Sustainability is Not the Opposite of Unsustainability Anymore

From Walmart, to Hewlett-Packard, to green buildings, it is now en vogue to tout one’s progress toward “sustainability” as the newest emblem of socially responsible corporate behavior. Fortunately, with its new status also comes a new bar for what qualifies as sustainability.

As John R. Ehrenfeld, executive director of the International Society for Industrial Ecology, and former faculty member at the Massachusetts Institute of Technology, writes in the December 2006/January 2007 issue of Fast Company, sustainability is no longer just the opposite of unsustainability.

The opposite of unsustainability is emissions trading and recycled Happy Meal boxes, according to Ehrenfeld. The new bar for sustainability “has less to do with what we toss out than with what we consume.” Sustainability is the two-button toilet, one with a smaller flush in terms of water use and one with a heavier one, which engages the consumer to “make a choice.”

Sustainability is also the Pacesetter being installed in London’s South Central subway station as a prototype next year, according to the “6th Annual Year of Ideas” published in the December 10, 2006 New York Times Magazine. This energy-harvesting stair case uses small hydraulic generators in the stairs to capture the foot-traffic vibrations of the typical 34,000 people traveling through the station every day during rush hour. Broadly implemented, Pacesetter would generate enough electricity to power all of the lighting and audio equipment in the station, and then some.

We seem to be quickly transcending the sustainability-has-to-make-business-sense rationale for why it has been largely marginalized in American business in decades past.

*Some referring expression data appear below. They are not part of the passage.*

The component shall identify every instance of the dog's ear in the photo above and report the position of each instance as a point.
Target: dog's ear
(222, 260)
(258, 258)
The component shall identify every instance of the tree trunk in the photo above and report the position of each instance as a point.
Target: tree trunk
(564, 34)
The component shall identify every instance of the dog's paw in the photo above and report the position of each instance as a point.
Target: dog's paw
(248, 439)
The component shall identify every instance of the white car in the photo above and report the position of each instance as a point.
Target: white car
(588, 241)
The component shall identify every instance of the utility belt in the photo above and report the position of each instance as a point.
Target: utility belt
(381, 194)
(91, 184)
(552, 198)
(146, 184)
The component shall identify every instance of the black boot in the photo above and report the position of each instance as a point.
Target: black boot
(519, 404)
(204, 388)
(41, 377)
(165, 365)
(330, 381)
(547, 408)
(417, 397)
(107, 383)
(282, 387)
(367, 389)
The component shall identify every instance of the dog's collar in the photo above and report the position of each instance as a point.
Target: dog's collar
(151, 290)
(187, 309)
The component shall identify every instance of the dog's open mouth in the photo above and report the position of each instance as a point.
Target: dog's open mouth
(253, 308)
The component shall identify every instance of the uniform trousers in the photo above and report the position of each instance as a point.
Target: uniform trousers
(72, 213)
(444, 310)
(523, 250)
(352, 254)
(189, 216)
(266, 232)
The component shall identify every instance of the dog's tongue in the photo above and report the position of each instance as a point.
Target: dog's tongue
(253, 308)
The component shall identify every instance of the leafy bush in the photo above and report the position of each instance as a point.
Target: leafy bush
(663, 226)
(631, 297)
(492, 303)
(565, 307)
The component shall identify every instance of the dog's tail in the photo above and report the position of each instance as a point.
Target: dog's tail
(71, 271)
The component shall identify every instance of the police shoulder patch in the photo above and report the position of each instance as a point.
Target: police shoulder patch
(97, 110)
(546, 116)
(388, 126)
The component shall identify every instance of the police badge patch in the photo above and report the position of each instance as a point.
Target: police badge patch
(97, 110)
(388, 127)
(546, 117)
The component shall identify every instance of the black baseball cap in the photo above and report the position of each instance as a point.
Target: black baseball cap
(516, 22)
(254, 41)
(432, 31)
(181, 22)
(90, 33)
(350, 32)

Beyond sustainability devotees’ wildest dreams, sustainability increasingly seems to make intrinsic sense in the newest initiatives. “Everything is working well in relation to everything else,” as Ehrenfeld would say, is a formula that gives new hope that sustainable development could take real hold in the coming years.

The watchdog on sustainability to watch is Ceres. and according to Fast Company, its Global Reporting Initiative is the de facto standard used by 850 companies.

Carla E. Dearing

Posted at 9:43 AM, Dec 19, 2006 in Environment | Permalink | Comments (1)


Comments

Hey Carla,

Love the idea of a stair that generates its own power. An escalator in reverse! You may have already seen this, but this idea is also being tried out in a nightclub with a power-generating dance floor.